Givaudan Sales Drop on Emerging-Market Currency DeclinesPatrick Winters
Givaudan SA, the world’s largest flavorings maker, reported its first decline in sales for at least six quarters as emerging-market currencies from Brazil to India dropped against the Swiss franc.
Third-quarter revenue fell 1.1 percent to 1.1 billion francs ($1.2 billion), the Vernier, Switzerland-based company said. That matched the estimate of eight analysts surveyed by Bloomberg.
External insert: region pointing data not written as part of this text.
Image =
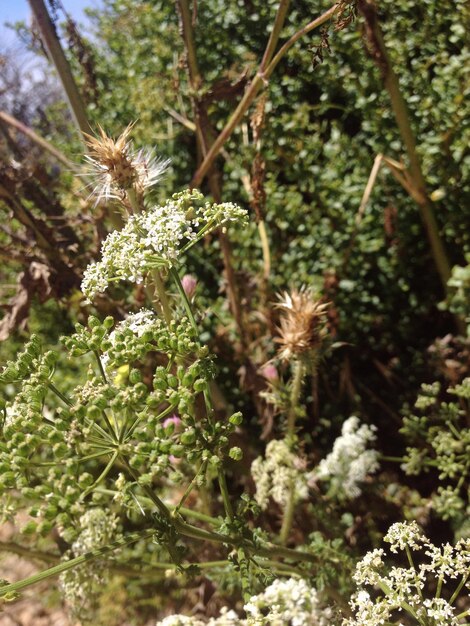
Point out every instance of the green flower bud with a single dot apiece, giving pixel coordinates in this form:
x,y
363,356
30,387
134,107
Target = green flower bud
x,y
236,419
236,453
188,437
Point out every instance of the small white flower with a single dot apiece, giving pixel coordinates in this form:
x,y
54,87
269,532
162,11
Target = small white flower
x,y
278,473
405,534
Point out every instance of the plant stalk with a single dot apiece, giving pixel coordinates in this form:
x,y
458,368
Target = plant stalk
x,y
57,57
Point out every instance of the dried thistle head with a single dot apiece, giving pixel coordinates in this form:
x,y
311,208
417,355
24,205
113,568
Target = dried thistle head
x,y
117,167
302,325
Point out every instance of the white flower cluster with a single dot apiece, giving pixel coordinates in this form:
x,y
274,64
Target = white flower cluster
x,y
278,474
290,601
81,585
404,590
138,323
154,239
349,463
226,618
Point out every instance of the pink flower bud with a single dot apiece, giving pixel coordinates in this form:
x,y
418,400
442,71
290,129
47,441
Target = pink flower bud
x,y
171,424
269,371
189,285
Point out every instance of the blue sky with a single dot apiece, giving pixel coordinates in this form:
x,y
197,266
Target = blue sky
x,y
16,10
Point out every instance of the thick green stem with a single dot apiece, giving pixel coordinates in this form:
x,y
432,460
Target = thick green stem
x,y
288,516
162,297
263,235
257,82
299,374
225,494
400,110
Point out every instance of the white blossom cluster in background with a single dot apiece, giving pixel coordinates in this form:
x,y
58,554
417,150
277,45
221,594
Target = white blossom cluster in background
x,y
138,323
278,473
153,239
349,463
81,585
404,590
290,601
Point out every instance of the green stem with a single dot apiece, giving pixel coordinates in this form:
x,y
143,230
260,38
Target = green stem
x,y
57,57
458,589
225,493
103,475
59,394
299,374
258,81
162,297
202,517
100,366
400,110
190,487
288,516
265,247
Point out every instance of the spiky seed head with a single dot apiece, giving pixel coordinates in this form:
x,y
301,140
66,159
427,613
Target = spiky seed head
x,y
117,167
113,156
302,325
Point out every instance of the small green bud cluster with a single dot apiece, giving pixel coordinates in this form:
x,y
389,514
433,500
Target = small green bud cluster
x,y
89,339
144,332
446,439
30,361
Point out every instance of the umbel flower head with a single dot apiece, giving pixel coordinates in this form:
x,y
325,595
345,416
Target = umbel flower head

Excluding the effects of exchange-rate shifts, acquisitions or disposals, sales increased 3.7 percent.
Chief Executive Officer Gilles Andrier predicted in a July interview that second-half sales growth will slow, with customers growing “more cautious” in developing markets. Unilever, the No. 2 consumer-goods maker, said Sept. 30 that sales growth weakened in the third quarter amid a slowdown in developing economies, sending the shares down the most in almost two years.
“Givaudan is facing tough comparisons in the last quarter,’ and ‘‘therefore growth shall further decelerate,’’ Jean-Philippe Bertschy, an analyst at Vontobel AG in Zurich, wrote in a note to investors. ‘‘We will cut our estimates on the back of the weaker growth and higher foreign-exchange impact.’’
Givaudan fell as much as 1.5 percent to 1,225 francs and was trading down 1 percent at 11:02 a.m. in Zurich, valuing the company at 11.4 billion francs. That pared the stock’s gain this year to 32 percent.
About 43 percent of the Swiss company’s sales in 2012 came from emerging markets such as India, China and Brazil. In the third quarter, ‘‘Swiss-franc sales are down because of currencies,” said Peter Wullschleger, a Givaudan spokesman.
The Indonesian rupiah dropped 16 percent versus the franc in the third quarter, while the Indian rupee fell 9.2 percent and the Brazilian real slid 3.7 percent.
“Givaudan’s sales look weaker at the first glance than they basically were,” because of the “negative impact” of exchange rates, Philipp Gamper, an analyst at Bank J. Safra Sarasin AG with a neutral recommendation on the stock, wrote in a report to investors.
Like-for-like sales grew more slowly than in the first half because of positive pricing effects in the earlier period, Wullschleger said. The company sees “no obvious reason” why fourth-quarter sales growth shouldn’t hold steady, he said.
The Swiss company reiterated a mid-term forecast of sales growth between 4.5 to 5.5 percent.